Throwing products to the international market is throwing it to a general market where you don't have to contract the products to anybody. But you can still choose to create international contracts.

The local and common market systems are currently all about contracts, and those are difficult to work with, especially considering you may have to update multiple corporations every time production changes.

So the first part is all about making local/common non-contract markets, and the second part are suggestions for better contract systems.

You're saying I can do all these things in the current system. Of course. Contract and general marketing are very similar because, well, you're doing the same thing, ie trading products. In a contract market, you pick who you want to offer to, what amount(manually figuring out individual percentages of production if you want), and what price. In a general market, you just don't pick who you offer the contract to. People just buy it. The local/common market currently is a mixture of general and contract market. You generally market a contract.
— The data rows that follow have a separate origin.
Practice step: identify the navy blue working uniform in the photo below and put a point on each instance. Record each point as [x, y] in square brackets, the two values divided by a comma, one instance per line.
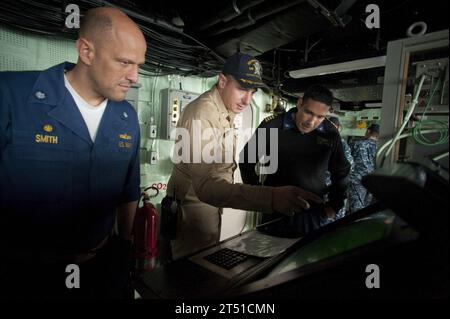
[58, 189]
[303, 160]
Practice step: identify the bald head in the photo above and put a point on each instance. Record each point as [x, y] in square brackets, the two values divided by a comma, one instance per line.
[111, 47]
[99, 25]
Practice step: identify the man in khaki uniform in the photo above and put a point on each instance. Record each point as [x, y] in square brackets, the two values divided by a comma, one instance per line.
[203, 178]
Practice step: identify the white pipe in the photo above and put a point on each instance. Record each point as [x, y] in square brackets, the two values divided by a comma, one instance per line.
[406, 119]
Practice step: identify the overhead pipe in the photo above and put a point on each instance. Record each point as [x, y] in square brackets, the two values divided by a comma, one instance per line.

My question/suggestion is: Why can't it be where you can have general common/local marketing along with marketing of contracts, with an easier contract system? (I'll probably get back: "Coz it'd be too easy" :P)

Angus88 (Little Upsilon)

Sunday, October 5, 2008 - 06:31 am Click here to edit this post
Bit unclear of what you are suggesting, you want a market like the international market but exclusively for common market members?

Tyran Fury (Little Upsilon)

Monday, October 6, 2008 - 04:38 am Click here to edit this post
Yep. You choose to put out your production to the l/c market either as a contract offer(happens over and over), or as a general offer(happens once but you've probably set it to generally offer the product every month).

If it isn't bought, you'll put it out to the international market, which is what I call a general market. So instead of f***ing around with contracts, you just send it and forget it.